As we move out of the period of pandemic, we would all like to establish some form of normality in our lives. But one thing is certain: workers must resist any return to the pre-covid “normal.” That was an economy based on low pay, with precarious employment, precarious shelter, a precarious health service, and an education system overcrowded and underfunded.
Many young workers may have received more under the pandemic emergency payment than they received working long hours and experiencing poor working conditions. What the pandemic exposed was the scale and extent of low pay and the extensive abuse of young workers and migrant workers.
The centrepiece of the anti-worker laws is the Industrial Relations Act (1990).
For young workers up to the age of thirty, the ratio of average hourly earnings to average earnings in Ireland is the second-lowest in Europe; and since 2006 this gap has widened more in Ireland than in any other of eleven high-income EU countries. In 2006 the average Irish full-time worker under thirty earned 72 per cent of the average; in 2018 it was 65 per cent.
What this means simply is that the rate of exploitation of young workers is intensifying.
Much of this is due to low trade union density, combined with the difficulties experienced by unions in gaining access to work-places and extremely restrictive workers’ rights. Only 33 per cent of Irish employees are covered by a collective agreement, compared with 90 per cent in Sweden and 99 per cent in France.
This growing intergenerational inequality applies across the board, including those associated with amount of education or training and level of wages. Having a third-level education does not save you from super-exploitation. The proportion of younger workers with third-level qualifications continues to grow. Wage levels that young graduates might hope to achieve having secured a third-level education have not lived up to their aspirations.
This exposes the establishment economic narrative that you will be well rewarded for your study. It reveals the illusions peddled by establishment economists and media pundits.

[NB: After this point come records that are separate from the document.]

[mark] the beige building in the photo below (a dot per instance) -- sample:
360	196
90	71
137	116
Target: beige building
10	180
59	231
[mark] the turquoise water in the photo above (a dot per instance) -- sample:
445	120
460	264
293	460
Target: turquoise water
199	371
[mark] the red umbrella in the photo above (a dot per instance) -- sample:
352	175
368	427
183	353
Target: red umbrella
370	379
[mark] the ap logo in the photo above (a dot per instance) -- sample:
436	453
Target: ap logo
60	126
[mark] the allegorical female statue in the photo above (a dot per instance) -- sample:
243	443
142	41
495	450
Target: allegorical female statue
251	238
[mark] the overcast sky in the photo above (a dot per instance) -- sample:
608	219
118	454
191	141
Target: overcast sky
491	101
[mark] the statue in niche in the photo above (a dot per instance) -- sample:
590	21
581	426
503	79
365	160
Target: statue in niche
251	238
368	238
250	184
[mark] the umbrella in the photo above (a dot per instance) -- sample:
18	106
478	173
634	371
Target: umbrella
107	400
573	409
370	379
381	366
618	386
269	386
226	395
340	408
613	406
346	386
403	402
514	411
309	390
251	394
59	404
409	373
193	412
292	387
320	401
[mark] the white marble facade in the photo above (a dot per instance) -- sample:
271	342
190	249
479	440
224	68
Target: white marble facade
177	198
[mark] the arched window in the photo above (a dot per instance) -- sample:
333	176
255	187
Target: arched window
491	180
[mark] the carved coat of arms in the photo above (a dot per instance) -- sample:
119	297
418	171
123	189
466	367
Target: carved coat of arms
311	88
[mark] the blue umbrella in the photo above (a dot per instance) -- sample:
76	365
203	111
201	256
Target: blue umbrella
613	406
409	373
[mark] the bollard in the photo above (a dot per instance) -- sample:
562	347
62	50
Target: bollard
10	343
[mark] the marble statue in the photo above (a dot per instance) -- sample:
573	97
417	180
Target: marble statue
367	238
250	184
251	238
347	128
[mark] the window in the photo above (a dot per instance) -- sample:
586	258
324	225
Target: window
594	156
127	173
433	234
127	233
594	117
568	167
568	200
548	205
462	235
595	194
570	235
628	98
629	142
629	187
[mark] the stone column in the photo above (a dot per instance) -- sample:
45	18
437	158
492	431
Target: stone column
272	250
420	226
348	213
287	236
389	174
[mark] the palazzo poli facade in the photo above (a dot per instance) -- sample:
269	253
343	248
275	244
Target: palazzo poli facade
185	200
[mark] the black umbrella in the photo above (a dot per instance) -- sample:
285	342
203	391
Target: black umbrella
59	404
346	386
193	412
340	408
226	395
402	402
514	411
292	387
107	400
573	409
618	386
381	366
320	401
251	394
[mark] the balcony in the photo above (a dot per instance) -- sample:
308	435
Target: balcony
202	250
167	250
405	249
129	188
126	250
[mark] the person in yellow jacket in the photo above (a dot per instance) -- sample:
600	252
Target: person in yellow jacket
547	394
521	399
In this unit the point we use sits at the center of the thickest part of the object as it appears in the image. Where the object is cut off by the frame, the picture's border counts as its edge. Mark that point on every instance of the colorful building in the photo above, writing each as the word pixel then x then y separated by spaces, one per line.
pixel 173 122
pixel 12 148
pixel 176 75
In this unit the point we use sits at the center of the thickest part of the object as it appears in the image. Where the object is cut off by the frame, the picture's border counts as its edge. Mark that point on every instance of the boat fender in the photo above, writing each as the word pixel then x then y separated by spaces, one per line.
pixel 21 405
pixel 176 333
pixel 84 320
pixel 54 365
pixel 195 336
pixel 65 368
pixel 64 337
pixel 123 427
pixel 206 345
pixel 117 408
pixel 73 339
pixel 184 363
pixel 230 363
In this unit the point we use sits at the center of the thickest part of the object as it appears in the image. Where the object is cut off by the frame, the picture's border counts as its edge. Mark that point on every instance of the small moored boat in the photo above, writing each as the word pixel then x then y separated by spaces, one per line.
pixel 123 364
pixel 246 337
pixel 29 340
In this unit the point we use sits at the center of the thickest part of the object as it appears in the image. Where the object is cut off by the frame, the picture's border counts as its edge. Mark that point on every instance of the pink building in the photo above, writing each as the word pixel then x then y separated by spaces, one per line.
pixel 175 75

As a recent article by the Nevin Economic Research Institute put it,
“Ireland has a relatively high share of workers in low pay (up to 2/3’s of the median), of young workers in low pay and is an outright outlier in the share of tertiary graduates working in jobs with low pay (13.0 per cent). Estonia is the only other country in double digits out of 30 in the entire sample and the share of Irish workers with high levels of education in low wage jobs is 8–9 times the rate in Finland and Sweden (1.5 per cent).”
The policy of the current and previous governments has clearly discriminated against workers, driving down wages and creating more precarious employment, which benefits employers, large and small, the impact of “austerity,” and the deliberate strategy of wage suppression.

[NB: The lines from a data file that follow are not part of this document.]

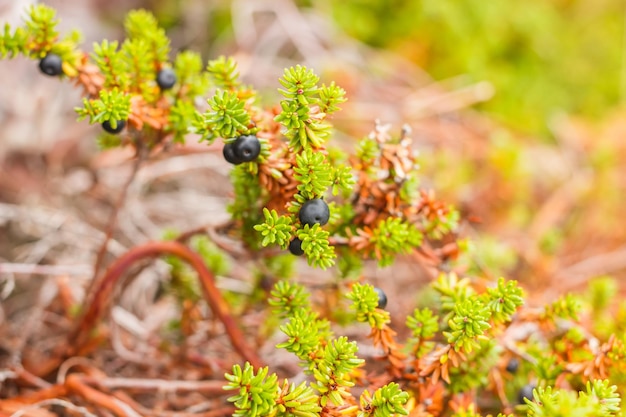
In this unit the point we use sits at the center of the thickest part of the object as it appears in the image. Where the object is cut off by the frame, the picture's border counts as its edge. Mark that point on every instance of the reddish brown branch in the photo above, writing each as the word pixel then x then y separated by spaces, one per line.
pixel 110 228
pixel 81 334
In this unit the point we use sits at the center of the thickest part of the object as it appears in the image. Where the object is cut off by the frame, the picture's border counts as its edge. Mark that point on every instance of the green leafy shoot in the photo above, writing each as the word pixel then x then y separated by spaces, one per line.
pixel 394 236
pixel 503 300
pixel 276 229
pixel 387 401
pixel 365 303
pixel 112 64
pixel 227 118
pixel 313 172
pixel 300 85
pixel 191 79
pixel 424 324
pixel 256 392
pixel 288 297
pixel 223 73
pixel 298 400
pixel 12 43
pixel 332 373
pixel 468 324
pixel 41 25
pixel 113 105
pixel 330 97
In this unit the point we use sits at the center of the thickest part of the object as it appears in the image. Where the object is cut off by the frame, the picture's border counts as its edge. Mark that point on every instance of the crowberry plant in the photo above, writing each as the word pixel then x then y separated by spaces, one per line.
pixel 313 212
pixel 113 126
pixel 166 78
pixel 51 65
pixel 382 298
pixel 247 148
pixel 293 190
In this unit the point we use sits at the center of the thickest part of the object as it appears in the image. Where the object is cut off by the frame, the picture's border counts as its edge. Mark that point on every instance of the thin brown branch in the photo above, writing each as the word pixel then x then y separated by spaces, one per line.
pixel 141 153
pixel 101 298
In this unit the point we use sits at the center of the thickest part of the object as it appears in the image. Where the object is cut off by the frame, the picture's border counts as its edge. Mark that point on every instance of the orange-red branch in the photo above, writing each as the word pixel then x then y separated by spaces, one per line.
pixel 95 308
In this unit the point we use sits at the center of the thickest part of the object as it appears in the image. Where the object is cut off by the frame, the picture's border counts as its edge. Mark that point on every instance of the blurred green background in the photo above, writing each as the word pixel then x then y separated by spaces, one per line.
pixel 544 57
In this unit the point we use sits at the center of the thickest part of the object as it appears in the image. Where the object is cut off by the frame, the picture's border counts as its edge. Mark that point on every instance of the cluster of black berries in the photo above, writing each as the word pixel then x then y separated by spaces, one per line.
pixel 245 148
pixel 52 65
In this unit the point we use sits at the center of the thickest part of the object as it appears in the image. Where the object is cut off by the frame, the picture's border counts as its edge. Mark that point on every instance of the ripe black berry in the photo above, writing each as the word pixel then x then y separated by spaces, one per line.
pixel 295 247
pixel 512 366
pixel 314 211
pixel 109 128
pixel 229 154
pixel 382 298
pixel 51 65
pixel 166 78
pixel 526 392
pixel 247 148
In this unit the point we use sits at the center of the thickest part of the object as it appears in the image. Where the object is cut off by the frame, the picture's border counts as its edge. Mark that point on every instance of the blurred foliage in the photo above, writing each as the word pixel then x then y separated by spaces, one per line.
pixel 544 57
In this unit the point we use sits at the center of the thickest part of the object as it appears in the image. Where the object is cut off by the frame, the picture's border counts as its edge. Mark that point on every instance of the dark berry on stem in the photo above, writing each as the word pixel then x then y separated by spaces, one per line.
pixel 108 127
pixel 229 154
pixel 314 211
pixel 295 247
pixel 51 65
pixel 166 78
pixel 526 392
pixel 512 366
pixel 247 147
pixel 382 298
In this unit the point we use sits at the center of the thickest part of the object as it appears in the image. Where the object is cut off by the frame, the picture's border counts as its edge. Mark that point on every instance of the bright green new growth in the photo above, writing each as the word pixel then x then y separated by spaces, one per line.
pixel 113 105
pixel 598 400
pixel 257 392
pixel 298 401
pixel 227 117
pixel 387 401
pixel 332 371
pixel 315 245
pixel 314 174
pixel 224 74
pixel 276 229
pixel 504 300
pixel 468 324
pixel 302 113
pixel 394 236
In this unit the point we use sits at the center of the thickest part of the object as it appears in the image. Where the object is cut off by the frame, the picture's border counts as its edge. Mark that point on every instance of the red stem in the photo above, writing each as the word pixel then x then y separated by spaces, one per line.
pixel 81 334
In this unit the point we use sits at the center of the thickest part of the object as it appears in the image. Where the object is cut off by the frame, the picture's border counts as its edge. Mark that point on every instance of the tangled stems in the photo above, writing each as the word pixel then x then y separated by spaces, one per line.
pixel 95 307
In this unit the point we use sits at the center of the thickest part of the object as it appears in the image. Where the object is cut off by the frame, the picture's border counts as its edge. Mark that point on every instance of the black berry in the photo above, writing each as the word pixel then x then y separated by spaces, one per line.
pixel 314 211
pixel 109 128
pixel 229 154
pixel 526 392
pixel 51 65
pixel 382 298
pixel 512 366
pixel 295 247
pixel 247 147
pixel 166 78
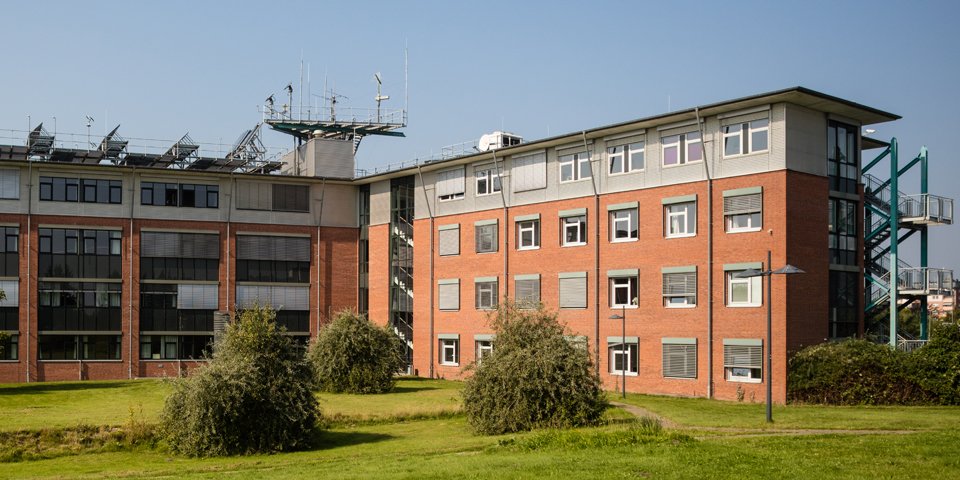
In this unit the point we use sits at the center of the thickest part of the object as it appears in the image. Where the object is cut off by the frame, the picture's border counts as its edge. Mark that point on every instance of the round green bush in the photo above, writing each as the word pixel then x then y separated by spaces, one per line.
pixel 352 355
pixel 534 378
pixel 253 397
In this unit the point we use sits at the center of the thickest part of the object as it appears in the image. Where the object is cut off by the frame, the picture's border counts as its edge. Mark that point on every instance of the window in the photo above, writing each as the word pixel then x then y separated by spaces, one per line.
pixel 574 230
pixel 486 293
pixel 842 226
pixel 679 287
pixel 450 185
pixel 575 167
pixel 623 225
pixel 573 290
pixel 60 189
pixel 743 360
pixel 625 159
pixel 449 294
pixel 449 239
pixel 743 212
pixel 488 180
pixel 744 292
pixel 527 290
pixel 623 357
pixel 679 358
pixel 623 291
pixel 681 149
pixel 486 236
pixel 744 138
pixel 484 348
pixel 528 234
pixel 449 351
pixel 680 219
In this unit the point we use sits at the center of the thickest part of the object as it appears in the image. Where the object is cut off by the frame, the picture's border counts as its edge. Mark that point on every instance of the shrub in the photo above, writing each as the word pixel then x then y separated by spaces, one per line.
pixel 254 395
pixel 352 355
pixel 534 378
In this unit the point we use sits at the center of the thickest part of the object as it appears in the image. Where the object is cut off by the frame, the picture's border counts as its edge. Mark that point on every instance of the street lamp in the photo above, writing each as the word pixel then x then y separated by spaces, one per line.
pixel 785 270
pixel 623 345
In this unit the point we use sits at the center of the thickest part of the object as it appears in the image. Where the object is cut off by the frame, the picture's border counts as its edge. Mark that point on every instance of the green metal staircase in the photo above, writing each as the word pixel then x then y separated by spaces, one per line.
pixel 891 284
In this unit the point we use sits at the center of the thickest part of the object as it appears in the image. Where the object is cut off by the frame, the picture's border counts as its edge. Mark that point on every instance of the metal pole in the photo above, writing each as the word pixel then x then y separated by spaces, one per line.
pixel 623 345
pixel 769 339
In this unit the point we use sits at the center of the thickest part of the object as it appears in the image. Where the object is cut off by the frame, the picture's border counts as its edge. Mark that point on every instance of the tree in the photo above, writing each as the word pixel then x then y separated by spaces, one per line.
pixel 254 395
pixel 352 355
pixel 534 378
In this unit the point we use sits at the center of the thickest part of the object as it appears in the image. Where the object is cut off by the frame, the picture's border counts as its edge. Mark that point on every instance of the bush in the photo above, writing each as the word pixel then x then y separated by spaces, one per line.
pixel 352 355
pixel 533 379
pixel 858 372
pixel 254 395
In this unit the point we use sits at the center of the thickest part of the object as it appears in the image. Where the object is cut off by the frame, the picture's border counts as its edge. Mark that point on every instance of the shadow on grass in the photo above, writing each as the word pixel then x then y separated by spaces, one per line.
pixel 326 439
pixel 54 387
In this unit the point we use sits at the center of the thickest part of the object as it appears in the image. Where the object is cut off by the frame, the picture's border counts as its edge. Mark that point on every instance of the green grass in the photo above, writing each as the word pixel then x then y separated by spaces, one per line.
pixel 412 433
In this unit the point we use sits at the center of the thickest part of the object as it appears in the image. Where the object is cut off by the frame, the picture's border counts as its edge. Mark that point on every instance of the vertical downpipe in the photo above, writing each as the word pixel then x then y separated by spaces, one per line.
pixel 706 169
pixel 431 340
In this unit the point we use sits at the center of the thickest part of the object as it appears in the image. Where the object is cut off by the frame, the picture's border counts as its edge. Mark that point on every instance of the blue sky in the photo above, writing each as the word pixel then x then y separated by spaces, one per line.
pixel 162 69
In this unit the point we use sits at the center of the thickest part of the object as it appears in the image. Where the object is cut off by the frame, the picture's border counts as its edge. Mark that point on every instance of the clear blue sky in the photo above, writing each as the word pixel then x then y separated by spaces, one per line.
pixel 165 68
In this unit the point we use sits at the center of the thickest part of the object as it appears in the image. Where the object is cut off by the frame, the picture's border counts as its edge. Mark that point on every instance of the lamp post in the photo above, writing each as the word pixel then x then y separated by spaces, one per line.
pixel 785 270
pixel 623 345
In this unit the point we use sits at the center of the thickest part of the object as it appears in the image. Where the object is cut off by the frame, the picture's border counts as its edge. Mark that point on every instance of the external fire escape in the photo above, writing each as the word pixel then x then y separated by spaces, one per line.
pixel 891 284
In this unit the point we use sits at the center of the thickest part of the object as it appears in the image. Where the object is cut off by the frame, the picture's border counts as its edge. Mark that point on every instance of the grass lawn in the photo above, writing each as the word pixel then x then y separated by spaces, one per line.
pixel 381 445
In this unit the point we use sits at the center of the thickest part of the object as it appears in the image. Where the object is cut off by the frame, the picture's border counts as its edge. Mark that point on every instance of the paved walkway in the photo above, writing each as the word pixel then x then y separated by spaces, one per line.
pixel 741 432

When you have no control over your currency, the levers are limited.
Since 2007, all the various combinations of parties that formed governments in this state, both Fianna Fail plus Green and Fine Gael plus Labour governments, targeted younger workers, which has been a central policy plank of earnings inequality in Ireland. This will not change under the current two-party coalition government.
Research shows that where trade union organisation is weak or non-existent, wage levels are much lower than in sectors that are well organised and where trade unions are strong. Higher levels of collective bargaining lead to lower levels of inequality throughout the system. That is why the present and previous governments have shackled workers and trade unions.
There can be no return to employers’ normal. Instead the pandemic has shown that workers need to be better organised, and that trade unions need to step up their activities among the unorganised. This requires spending resources in serious organising and not just “servicing” workers.
It is in the trade union movement’s own self-interests to do this. It also needs to take more seriously the necessity to campaign for the repeal of the 1990 act and its replacement with legislation that guarantees workers’ rights, including the right to join and be represented by a union. Workers, in particular low-paid workers, need a pay increase to bring the minimum wage up to €15 per hour.